I lean over and smile. Ali’s son is surprisingly fair with beautiful brown curls and light green eyes.
“They must miss you very much,” I say. I think how hard it would be to take care of a child that young on your own. Lonely, maybe.
“Do you think your wife will go back to her studies when Ziya is older? Or maybe to work?” I ask.
Ali’s face scrunches up in distaste. “No, no! Like I told you, she is a good woman. She’s not like that.”
“Right, sure. Of course,” I nod, wondering what Ali thinks of me, a childless professional who doesn’t enjoy cooking. The opposite of a good woman.
But Ali isn’t judging me – I exist too far outside of his cultural norms to warrant judgment.
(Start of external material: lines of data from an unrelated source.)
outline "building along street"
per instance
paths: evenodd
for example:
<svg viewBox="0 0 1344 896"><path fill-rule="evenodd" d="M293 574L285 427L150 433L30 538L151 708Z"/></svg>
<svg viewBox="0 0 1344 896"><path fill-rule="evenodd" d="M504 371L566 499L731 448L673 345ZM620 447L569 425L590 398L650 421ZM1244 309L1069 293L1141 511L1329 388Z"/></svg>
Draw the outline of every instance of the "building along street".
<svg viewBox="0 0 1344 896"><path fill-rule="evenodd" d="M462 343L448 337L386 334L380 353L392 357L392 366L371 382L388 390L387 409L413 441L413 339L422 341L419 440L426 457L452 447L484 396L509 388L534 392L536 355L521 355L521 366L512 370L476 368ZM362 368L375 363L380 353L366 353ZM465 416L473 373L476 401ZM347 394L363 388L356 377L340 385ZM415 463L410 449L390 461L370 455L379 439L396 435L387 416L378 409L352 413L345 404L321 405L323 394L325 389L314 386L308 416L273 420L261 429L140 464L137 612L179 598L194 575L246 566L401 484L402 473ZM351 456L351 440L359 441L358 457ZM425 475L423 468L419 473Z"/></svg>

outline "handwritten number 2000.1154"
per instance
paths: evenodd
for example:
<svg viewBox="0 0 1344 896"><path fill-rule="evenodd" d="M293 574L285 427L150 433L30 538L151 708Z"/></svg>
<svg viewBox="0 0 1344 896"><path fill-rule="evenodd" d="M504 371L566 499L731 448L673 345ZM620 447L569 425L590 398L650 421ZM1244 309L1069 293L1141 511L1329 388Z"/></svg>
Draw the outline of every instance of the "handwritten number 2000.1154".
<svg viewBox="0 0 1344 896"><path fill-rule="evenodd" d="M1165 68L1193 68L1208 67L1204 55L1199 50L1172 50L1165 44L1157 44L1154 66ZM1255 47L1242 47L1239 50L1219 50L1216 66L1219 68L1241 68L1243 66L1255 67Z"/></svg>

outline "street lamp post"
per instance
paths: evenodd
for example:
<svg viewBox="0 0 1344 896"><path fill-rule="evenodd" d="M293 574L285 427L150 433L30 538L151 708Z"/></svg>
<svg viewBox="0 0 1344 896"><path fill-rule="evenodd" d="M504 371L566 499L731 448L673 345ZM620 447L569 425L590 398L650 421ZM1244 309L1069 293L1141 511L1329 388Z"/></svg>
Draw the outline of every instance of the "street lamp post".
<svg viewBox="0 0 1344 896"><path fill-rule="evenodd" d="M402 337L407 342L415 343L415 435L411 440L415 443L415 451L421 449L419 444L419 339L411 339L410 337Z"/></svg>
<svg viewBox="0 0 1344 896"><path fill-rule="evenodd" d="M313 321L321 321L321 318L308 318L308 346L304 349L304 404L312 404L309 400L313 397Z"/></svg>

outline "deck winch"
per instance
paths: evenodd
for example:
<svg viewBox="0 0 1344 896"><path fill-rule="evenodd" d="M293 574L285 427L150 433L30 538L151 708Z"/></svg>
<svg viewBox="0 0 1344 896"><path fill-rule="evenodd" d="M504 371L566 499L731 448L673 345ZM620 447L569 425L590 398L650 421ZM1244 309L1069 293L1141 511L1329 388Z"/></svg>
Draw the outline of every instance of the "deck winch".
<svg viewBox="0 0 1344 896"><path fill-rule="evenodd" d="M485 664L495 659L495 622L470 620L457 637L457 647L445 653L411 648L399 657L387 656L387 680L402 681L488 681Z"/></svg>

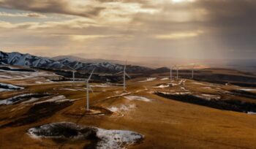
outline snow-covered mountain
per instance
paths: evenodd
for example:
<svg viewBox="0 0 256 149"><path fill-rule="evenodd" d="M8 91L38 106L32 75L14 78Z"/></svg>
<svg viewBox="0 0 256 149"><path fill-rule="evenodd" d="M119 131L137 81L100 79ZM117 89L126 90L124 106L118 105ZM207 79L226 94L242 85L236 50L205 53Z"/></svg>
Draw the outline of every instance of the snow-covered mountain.
<svg viewBox="0 0 256 149"><path fill-rule="evenodd" d="M110 62L83 63L70 58L53 60L49 58L22 54L17 52L4 53L0 51L0 63L25 67L47 69L74 69L76 70L91 71L95 69L97 72L116 73L123 70L124 65ZM139 66L127 66L127 72L129 73L146 73L153 69Z"/></svg>

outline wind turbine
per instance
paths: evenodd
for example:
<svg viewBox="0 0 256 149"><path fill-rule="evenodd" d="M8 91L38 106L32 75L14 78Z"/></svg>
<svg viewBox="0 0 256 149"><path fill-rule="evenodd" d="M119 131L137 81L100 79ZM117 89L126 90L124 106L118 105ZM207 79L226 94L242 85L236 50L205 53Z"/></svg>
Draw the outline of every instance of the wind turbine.
<svg viewBox="0 0 256 149"><path fill-rule="evenodd" d="M175 65L174 67L176 69L177 80L178 80L178 66Z"/></svg>
<svg viewBox="0 0 256 149"><path fill-rule="evenodd" d="M173 67L170 67L170 83L172 83L173 80Z"/></svg>
<svg viewBox="0 0 256 149"><path fill-rule="evenodd" d="M127 69L127 62L125 62L125 65L124 65L124 84L123 84L123 87L124 87L124 92L126 91L126 76L127 76L129 78L131 78L128 74L126 72L126 69Z"/></svg>
<svg viewBox="0 0 256 149"><path fill-rule="evenodd" d="M94 69L89 76L89 77L86 80L86 110L89 110L89 90L94 93L94 91L92 91L91 88L90 87L89 81L91 80L91 77L92 76L92 74L94 72Z"/></svg>
<svg viewBox="0 0 256 149"><path fill-rule="evenodd" d="M195 64L193 64L192 69L192 79L194 79L194 67L195 67Z"/></svg>
<svg viewBox="0 0 256 149"><path fill-rule="evenodd" d="M71 69L72 71L72 80L73 80L73 82L75 82L75 69L73 69L70 66L68 66L69 69Z"/></svg>

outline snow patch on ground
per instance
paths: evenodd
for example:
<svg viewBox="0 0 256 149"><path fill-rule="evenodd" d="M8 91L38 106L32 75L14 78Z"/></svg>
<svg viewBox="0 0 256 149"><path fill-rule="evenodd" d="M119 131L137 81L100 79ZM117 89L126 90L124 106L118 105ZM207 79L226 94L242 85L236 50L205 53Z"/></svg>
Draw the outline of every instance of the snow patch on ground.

No, I’m doing this to myself.
Sensing a shift in my demeanor, Ali softens. “It’s like this… the world is a hard place for a woman. If someone says something mean to my wife, she cries. The world… it’s hard for women.”
I nod. True enough, I suppose.
He’s smoking again and gestures to me with his cigarette. “You. You don’t cry when someone is mean to you, I think.”
I laugh. “No, I don’t.”
He thinks for a moment, “And you don’t sit in cafés with men and smoke. You’re not that kind of woman.”
“Is that… haram? Sitting in cafés with men?” I ask, using the Arabic word for “forbidden.”
Ali bobs his head side to side and scrunches his face again. Maybe not haram, but certainly not desirable, no place for a good woman.
“Okay. So what kind of woman am I?” Admittedly, it was a lot to ask a stranger.
Ali squints his eyes slightly and takes another drag of his cigarette.
He laughs, “How can I know this?!”
I laugh too. Women are mysterious and unknowable. Especially to men.
Though we didn’t see any major landmarks today, getting to know Ali was one of the highlights of my trip. Not only was he good fun, our chats also prompted me to ask myself interesting questions.
- Ali’s proposal story illuminates the blurry line between cultural differences (marrying a stranger) and unassailable beliefs (14-year-olds are too young to marry). Which aspects of a culture can we negotiate, and which are irreconcilable?
To be clear, I’m not putting Ali on blast. I’m not sure how old he was that day at the market and we might assume the young girl looked older than her 14 years.
- What does it mean to be a good woman? Though our society claims to be woke, don’t we still struggle with these polarized perceptions of femininity? Whether you’re a working mom or a stay at home mom or not a mom at all, isn’t there this sense that, somehow, you should be doing something differently? Do any of us hit the mark of a “good woman”? And to what degree do these judgments come from men, from other women, from ourselves?
Let’s hear it. What are your thoughts?